Да, Баския подтолкнул его к другой манере рисования, которая давала возможность уйти от неестественного, жеманного, слегка «женственного» – в духе Кокто, мазка, прорывавшегося время от времени, когда Уорхол позволял себе немного порисовать – оставить свой след в произведении, созданном целиком механически-промышленным способом. Эти изменения стали заметны в его необычных вариациях, первой из которой была «Тайная вечеря» Леонардо да Винчи.
Существует мнение, что эти упражнения помогли Уорхолу сделать новый шаг в деперсонализации и обезличивании своих картин. Теперь он предлагал использовать граффити Баския в качестве фона к его композициям. Нельзя сказать, что это был неверный ход, но, может, это свидетельствует о какой-то проблеме?
Уорхол «разбирал» себя под микроскопом. У него снова появились свежие идеи. Возможно, в очередной раз на помощь пришла та, давнишняя, радость от работы не в одиночку, которая ему была знакома с детских лет, когда рядом всегда была мама, или от творчества с первыми своими помощниками. У него снова появилась энергия, та особая энергия улицы, которую выплескивал на картины Баския в начале 1980-х годов. Эту энергию молодости Уорхол, как ненасытный вампир, вбирал в себя с большим наслаждением.

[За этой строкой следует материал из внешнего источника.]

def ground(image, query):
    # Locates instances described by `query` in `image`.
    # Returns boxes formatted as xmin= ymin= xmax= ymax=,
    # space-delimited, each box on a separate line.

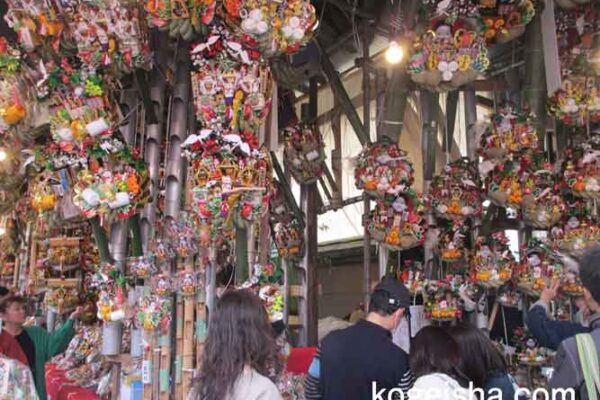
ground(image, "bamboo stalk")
xmin=182 ymin=299 xmax=195 ymax=397
xmin=175 ymin=297 xmax=184 ymax=399
xmin=90 ymin=216 xmax=112 ymax=264
xmin=142 ymin=331 xmax=155 ymax=400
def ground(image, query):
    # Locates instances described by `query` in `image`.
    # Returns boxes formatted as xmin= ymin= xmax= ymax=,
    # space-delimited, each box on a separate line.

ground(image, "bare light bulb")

Это нисколько не мешало Уорхолу как всегда трезво анализировать все, что происходило и делалось вокруг него, отмечать как положительные, так и отрицательные стороны. 16 апреля 1984 года: «В 6 часов я нарисовал картину “Собака”, потратив на это пять минут. Сфотографировал ее, потом через проектор перевел изображение картины на бумагу и обвел контуры. Сначала карандашом, а потом краской, как делает Жан-Мишель. По-моему, картины, которые мы делаем вместе, только выиграют, если нельзя будет определить, кто какую часть делал». 17 апреля 1984 года: «Пришел в офис, позвонил Жан-Мишелю. Он пришел и стал писать краской что-то свое поверх той части картины, которую делал я. Не знаю, стало ли лучше».
Немного зависти и ревности примешалось к этим хвастливым словам, замечаниям, критическим отзывам, к этим оценкам. Уорхол отмечал, что Бруно Бишофбергер, зайдя к Баския, увидел еще не оконченную его картину и тут же воскликнул: «Я хочу ее, я хочу ее!», сунул ему в руки деньги и унес добычу. «Я испытал странное чувство, – писал он в “Дневнике” 3 октября 1984 года, – потому что вон уже сколько времени никто так не реагировал на мои картины. А ведь когда-то только так и реагировали».